Percutaneous embolization of lymphatic fistulae as treatment for protein‐losing enteropathy and plastic bronchitis in patients with failing Fontan circulation



To determine the feasibility and clinical result of selective embolization of hepatoduodenal or paratracheal lymphatics in Fontan patients with protein‐losing enteropathy (PLE) or plastic bronchitis (PB).


Dilated lymph vessels in periportal (PLE) or paratracheal (PB) position were percutaneously punctured with a 22G Chiba needle. Intralymphatic position was confirmed by water soluble contrast injection with drainage to hepatoduodenal or tracheal fistulae. After flushing with 10% glucose solution, occlusion of hepatoduodenal or paratreacheal lymphatics was effected by injection of 1–4 cc mixture 4/1 of Lipiodol/n‐butyl cyanoacrylate (n‐BCA; Histoacryl).
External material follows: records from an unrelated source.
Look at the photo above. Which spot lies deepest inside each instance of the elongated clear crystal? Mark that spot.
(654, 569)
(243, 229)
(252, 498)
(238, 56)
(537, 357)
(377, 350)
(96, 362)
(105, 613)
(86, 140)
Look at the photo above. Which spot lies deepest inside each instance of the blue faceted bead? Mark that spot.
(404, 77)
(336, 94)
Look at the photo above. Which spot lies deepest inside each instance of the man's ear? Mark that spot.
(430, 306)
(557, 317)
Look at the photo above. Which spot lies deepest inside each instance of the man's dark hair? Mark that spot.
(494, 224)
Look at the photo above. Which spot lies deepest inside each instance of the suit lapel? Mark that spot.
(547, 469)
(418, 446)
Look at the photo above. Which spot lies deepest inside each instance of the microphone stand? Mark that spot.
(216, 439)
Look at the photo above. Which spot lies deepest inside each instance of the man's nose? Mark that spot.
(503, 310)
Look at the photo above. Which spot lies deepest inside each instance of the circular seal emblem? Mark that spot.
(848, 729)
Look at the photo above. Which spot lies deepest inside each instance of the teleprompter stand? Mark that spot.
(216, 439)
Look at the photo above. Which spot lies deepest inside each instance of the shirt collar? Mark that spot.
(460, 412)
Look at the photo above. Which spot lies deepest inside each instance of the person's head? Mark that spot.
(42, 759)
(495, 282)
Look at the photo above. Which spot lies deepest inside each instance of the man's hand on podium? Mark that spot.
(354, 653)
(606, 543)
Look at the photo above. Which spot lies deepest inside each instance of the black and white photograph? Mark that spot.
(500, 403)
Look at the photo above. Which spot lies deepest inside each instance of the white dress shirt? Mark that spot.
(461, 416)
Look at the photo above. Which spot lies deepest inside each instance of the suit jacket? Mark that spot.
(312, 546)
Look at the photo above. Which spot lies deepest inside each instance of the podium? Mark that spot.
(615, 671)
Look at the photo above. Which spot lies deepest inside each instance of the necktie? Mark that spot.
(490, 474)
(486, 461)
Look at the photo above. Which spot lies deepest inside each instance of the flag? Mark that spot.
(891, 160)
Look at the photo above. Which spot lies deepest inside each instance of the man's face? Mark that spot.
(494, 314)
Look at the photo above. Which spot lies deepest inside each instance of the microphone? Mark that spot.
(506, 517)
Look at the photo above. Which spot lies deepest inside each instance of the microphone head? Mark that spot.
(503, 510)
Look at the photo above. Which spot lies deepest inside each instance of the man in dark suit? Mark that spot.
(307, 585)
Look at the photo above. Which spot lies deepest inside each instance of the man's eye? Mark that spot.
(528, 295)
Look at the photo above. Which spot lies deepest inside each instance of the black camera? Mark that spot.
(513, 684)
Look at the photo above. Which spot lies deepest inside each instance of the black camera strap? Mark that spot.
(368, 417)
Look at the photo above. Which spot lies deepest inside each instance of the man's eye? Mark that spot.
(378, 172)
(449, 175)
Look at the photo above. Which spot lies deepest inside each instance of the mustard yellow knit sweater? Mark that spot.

Seven patients with proven PLE were treated with periportal lymphatic embolization 10.7 (range: 6.6–13.5) years after the Fontan operation. The Fontan operation was performed at a median age of 3.7 (range: 2.9–5.7) years and PLE started a median of 3.1 (range: 0.9–4.7) years later. Five patients required a second procedure 2–8 months later. Complications were limited (spillage of glue in portal branch, transient cholangitis, and caustic duodenal bleeding). Six of seven patients reported significant improvement in quality of life and normalization of albumin levels after limited follow‐up (p < .01). One patient (Fontan at 2.9 years; age 16.4 years) had PB for 2 years. Selective transthoracic cone‐beam‐directed puncture of left and right paratracheal lymphatics with n‐BCA embolization of distal lymphatic fistulae resulted in lasting absence of tracheal casts (11 months).


Embolization of periportal/peritracheal lymphatics is a promising technique in Fontan patients with PLE/PB. Larger series are required to determine incidence and reasons of success/failure, with long‐term results and effects on liver function.